Si Washington n'a pas non plus fixé d'échéance à ses opérations militaires, le président Trump a assuré jeudi qu'il ne déployait "pas de troupes".

Raffineries touchées 

Conséquence des frappes massives jeudi sur des sites de production d'hydrocarbures dans le Golfe, le baril américain WTI, en hausse de plus de 5% jeudi, est brièvement repassé au-dessus de 100 dollars.

Le gaz européen s'est lui envolé (jusqu'à +35%), tandis que les Bourses européennes terminaient en forte baisse tout comme le Dow Jones et le Nasdaq à New York.

Parmi les installations visées: Ras Laffan, premier site de production de gaz naturel liquéfié (GNL) du Qatar, où une attaque iranienne a fait des "dommages considérables", selon Doha.

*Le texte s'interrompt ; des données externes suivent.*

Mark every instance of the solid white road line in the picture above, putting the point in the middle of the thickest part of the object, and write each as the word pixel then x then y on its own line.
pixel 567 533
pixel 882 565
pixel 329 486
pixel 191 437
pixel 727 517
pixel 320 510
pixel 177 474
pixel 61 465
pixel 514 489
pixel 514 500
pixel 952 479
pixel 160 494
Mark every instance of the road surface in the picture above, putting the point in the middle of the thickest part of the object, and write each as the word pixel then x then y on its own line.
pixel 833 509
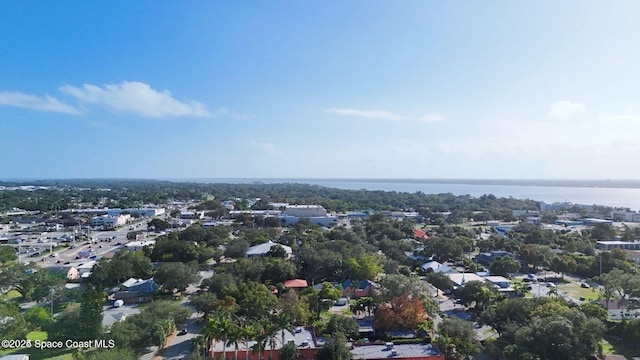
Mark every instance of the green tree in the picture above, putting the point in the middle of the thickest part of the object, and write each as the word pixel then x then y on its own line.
pixel 112 354
pixel 457 339
pixel 504 266
pixel 12 323
pixel 91 313
pixel 295 306
pixel 255 300
pixel 440 281
pixel 160 330
pixel 218 328
pixel 282 321
pixel 176 276
pixel 204 303
pixel 289 351
pixel 364 268
pixel 476 292
pixel 335 348
pixel 342 324
pixel 159 224
pixel 38 317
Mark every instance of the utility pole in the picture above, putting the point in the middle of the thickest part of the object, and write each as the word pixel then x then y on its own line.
pixel 600 264
pixel 51 298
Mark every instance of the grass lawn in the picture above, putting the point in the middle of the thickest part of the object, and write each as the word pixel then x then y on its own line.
pixel 40 354
pixel 574 290
pixel 12 294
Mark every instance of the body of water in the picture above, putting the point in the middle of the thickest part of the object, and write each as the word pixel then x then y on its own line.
pixel 616 197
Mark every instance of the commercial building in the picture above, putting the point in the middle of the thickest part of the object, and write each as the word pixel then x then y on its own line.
pixel 110 221
pixel 625 245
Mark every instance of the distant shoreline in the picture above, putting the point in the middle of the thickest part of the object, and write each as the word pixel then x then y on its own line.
pixel 614 184
pixel 631 184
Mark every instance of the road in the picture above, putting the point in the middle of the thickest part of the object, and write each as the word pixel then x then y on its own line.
pixel 181 345
pixel 105 242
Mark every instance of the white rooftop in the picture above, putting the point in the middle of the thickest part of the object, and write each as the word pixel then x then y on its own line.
pixel 264 248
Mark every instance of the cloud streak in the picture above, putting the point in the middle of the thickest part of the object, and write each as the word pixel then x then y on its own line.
pixel 566 109
pixel 137 98
pixel 46 103
pixel 384 115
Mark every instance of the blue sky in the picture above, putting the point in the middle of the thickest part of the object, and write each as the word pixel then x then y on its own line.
pixel 322 89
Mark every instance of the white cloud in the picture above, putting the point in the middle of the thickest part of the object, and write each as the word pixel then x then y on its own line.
pixel 384 115
pixel 369 114
pixel 46 103
pixel 430 118
pixel 137 98
pixel 566 110
pixel 618 117
pixel 264 147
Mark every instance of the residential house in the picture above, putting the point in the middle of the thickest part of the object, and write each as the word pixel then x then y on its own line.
pixel 262 249
pixel 437 267
pixel 487 258
pixel 136 291
pixel 358 289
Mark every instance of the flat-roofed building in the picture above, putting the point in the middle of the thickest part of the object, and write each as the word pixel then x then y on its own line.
pixel 625 245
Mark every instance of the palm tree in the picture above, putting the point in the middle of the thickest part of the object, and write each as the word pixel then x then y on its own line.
pixel 249 331
pixel 357 306
pixel 233 337
pixel 520 288
pixel 218 327
pixel 269 336
pixel 282 322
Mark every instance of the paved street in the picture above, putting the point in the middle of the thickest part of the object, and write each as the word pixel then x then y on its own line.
pixel 181 345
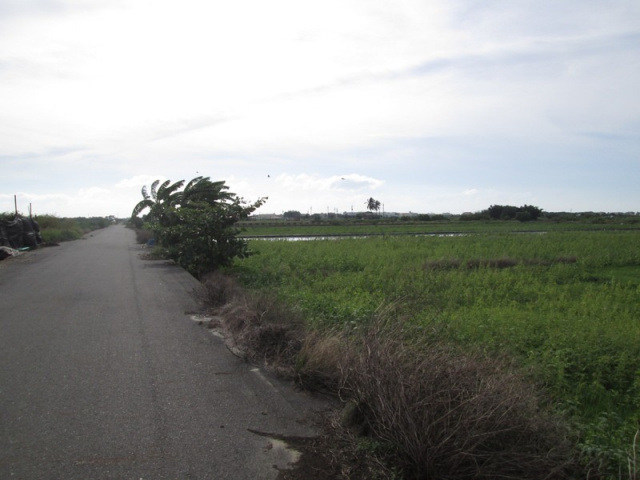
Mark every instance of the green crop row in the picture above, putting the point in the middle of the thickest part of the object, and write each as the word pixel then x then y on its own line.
pixel 566 305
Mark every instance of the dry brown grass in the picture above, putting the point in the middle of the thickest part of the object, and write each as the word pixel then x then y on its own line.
pixel 451 414
pixel 502 262
pixel 427 408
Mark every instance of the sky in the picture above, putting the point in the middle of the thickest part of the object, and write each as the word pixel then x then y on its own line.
pixel 427 106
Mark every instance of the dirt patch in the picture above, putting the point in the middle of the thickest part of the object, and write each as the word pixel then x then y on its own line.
pixel 334 454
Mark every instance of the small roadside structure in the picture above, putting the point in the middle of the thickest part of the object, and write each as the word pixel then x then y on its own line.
pixel 19 233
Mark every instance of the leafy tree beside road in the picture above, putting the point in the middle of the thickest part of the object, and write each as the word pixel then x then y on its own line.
pixel 196 226
pixel 373 204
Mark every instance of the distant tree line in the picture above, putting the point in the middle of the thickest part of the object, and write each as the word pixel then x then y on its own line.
pixel 525 213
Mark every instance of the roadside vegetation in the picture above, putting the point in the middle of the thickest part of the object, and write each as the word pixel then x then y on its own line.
pixel 560 308
pixel 194 224
pixel 510 351
pixel 54 229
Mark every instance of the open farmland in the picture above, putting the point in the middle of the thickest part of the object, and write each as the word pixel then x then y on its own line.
pixel 565 305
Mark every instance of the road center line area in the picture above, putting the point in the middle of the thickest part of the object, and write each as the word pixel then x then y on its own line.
pixel 103 376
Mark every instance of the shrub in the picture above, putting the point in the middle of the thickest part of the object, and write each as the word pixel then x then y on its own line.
pixel 451 414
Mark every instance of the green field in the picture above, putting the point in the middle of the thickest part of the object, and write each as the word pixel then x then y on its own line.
pixel 564 304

Le Qatar juge que les attaques vont réduire sa capacité d'exportation de gaz naturel liquéfié (GNL) de 17%.

Deux raffineries au Koweït ont par ailleurs été ciblées par des drones, tout comme une raffinerie saoudienne à Yanbu, sur la mer Rouge.

Ces attaques répondent à celles, la veille, du site de South Pars/North Dome, la plus grande réserve de gaz connue au monde, partagée par Téhéran et Doha.

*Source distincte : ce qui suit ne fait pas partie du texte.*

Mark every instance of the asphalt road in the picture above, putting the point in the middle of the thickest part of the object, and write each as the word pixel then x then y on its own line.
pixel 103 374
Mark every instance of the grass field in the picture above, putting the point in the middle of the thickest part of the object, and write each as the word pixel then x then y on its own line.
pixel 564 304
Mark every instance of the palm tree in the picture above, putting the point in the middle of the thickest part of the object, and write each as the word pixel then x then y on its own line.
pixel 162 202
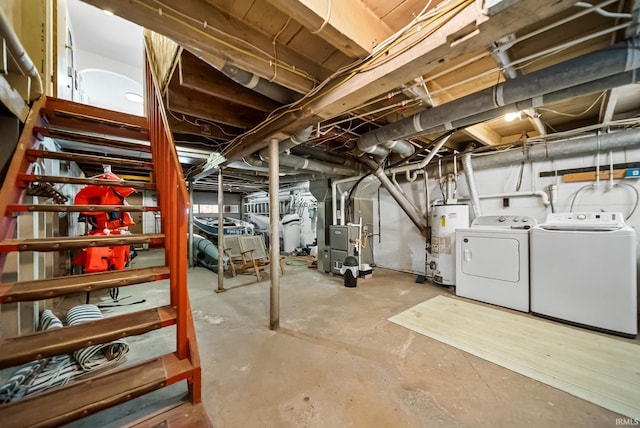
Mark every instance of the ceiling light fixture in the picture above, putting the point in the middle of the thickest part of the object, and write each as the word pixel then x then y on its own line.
pixel 133 97
pixel 509 117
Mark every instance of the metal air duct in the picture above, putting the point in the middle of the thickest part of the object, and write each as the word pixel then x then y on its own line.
pixel 568 79
pixel 21 57
pixel 268 89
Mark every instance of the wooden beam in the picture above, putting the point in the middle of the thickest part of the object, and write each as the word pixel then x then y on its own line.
pixel 194 103
pixel 468 31
pixel 349 26
pixel 219 37
pixel 198 75
pixel 609 104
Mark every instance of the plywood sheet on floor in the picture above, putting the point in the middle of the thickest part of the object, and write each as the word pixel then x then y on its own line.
pixel 603 370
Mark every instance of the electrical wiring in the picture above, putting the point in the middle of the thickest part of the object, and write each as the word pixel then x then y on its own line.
pixel 385 57
pixel 275 49
pixel 178 20
pixel 311 96
pixel 398 33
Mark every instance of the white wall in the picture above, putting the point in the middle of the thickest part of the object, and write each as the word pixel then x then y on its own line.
pixel 400 245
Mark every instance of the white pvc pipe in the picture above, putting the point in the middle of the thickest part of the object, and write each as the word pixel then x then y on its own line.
pixel 541 194
pixel 343 196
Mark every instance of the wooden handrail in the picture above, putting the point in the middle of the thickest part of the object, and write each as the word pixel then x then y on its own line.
pixel 174 200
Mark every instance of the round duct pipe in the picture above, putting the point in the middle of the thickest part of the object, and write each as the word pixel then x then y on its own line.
pixel 20 55
pixel 567 79
pixel 268 89
pixel 574 147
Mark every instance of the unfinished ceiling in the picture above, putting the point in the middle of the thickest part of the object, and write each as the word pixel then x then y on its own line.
pixel 327 78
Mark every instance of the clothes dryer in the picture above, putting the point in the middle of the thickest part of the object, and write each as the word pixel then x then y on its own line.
pixel 492 263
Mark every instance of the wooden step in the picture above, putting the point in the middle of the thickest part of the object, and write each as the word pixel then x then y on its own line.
pixel 79 399
pixel 63 208
pixel 78 242
pixel 59 341
pixel 93 139
pixel 24 179
pixel 33 155
pixel 181 415
pixel 54 287
pixel 68 114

L'Iran, qui dit viser le Golfe parce qu'il abrite des intérêts américains, ne fera preuve d'"aucune retenue" si ses infrastructures énergétiques sont à nouveau visées, a prévenu le ministre des Affaires étrangères, Abbas Araghchi.

"Moratoire" 

Donald Trump a indiqué qu'Israël avait frappé la partie iranienne du site offshore, "sous le coup de la colère".

Israël a "agi seul", a confirmé Benjamin Netanyahu. "Le président Trump nous a demandé de suspendre toute nouvelle attaque et nous nous y conformons", a déclaré le Premier ministre.

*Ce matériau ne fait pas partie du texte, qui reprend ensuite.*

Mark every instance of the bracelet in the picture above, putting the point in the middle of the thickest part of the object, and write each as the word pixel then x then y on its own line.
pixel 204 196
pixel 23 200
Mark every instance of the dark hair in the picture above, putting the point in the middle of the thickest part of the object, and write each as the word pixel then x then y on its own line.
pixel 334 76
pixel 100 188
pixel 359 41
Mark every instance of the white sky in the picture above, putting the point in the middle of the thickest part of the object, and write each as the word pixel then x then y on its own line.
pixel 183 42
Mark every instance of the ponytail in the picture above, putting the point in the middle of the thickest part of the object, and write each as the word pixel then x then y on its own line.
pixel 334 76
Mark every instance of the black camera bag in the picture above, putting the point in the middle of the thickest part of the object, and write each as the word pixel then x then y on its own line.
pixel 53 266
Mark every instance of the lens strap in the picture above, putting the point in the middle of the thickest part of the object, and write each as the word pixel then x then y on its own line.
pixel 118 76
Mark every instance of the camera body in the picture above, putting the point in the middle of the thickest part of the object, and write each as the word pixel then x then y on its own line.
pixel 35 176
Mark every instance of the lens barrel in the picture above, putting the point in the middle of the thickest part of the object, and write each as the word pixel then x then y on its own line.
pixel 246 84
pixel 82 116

Donald Trump a toutefois menacé de détruire "massivement l'intégralité du gisement" si Téhéran continuait ses attaques.

Réunis en sommet à Bruxelles, les dirigeants européens ont appelé jeudi à un "moratoire" sur les frappes contre les infrastructures énergétiques et hydrauliques, exhortant également toutes les parties à une "retenue maximale".

Si d'autres infrastructures sont visées, le baril "dépassera probablement 120 dollars dans l'immédiat, avec un potentiel de hausse supplémentaire", estime Aditya Saraswat, analyste à Rystad Energy.

Pour ajouter au marché pétrolier des millions de barils, Washington pourrait lever certaines sanctions sur le pétrole iranien, mais uniquement celui qui est déjà stocké en mer sur des navires, selon le ministre des Finances Scott Bessent.

Dans la même optique, les pays membres de l'Agence internationale de l'énergie (AIE) ont commencé à libérer des stocks de pétrole, comme annoncé mi-mars.

"Tensions" 

Au 20e jour de la guerre, l'Iran démontre conserver une importante capacité de frappe.

"Nous voyons apparaître des fissures et nous essayons de les creuser aussi vite que possible, non seulement au sein du haut commandement mais aussi sur le terrain", a toutefois assuré Benjamin Netanyahu, qui a dit en outre ne pas vraiment savoir "qui dirige l'Iran en ce moment".

"Ce que nous constatons, c'est qu'il y a beaucoup de tensions parmi ceux qui se disputent le pouvoir", a-t-il affirmé lors d'une conférence de presse.

Peu après ses déclarations, plusieurs explosions ont été entendues au-dessus de Jérusalem à la suite du signalement d'une nouvelle salve de missiles iraniens, ont rapporté des journalistes de l'AFP.

Dans le Golfe, le stratégique détroit d'Ormuz reste bloqué quasi totalement par Téhéran.

Un cinquième du pétrole et du gaz mondiaux circule d'ordinaire par ce passage.

Après un appel américain qui était d'abord resté lettre morte, la France, le Royaume-Uni, l'Allemagne, l'Italie, les Pays-Bas et le Japon se sont dits "prêts à contribuer" aux efforts pour sécuriser la navigation dans le détroit, le moment venu.

Le président français Emmanuel Macron a évoqué en ce sens la possibilité d'un "cadre onusien" pour une future mission, après les hostilités.

Dans la capitale iranienne, rien ou presque ne suggérait jeudi un pays enlisé dans la guerre.

A la veille de Norouz, le Nouvel an persan habituellement célébré avec faste, le centre-ville était comme à l'accoutumée embouteillé, mais avec une présence des forces de sécurité plus importante que d'ordinaire.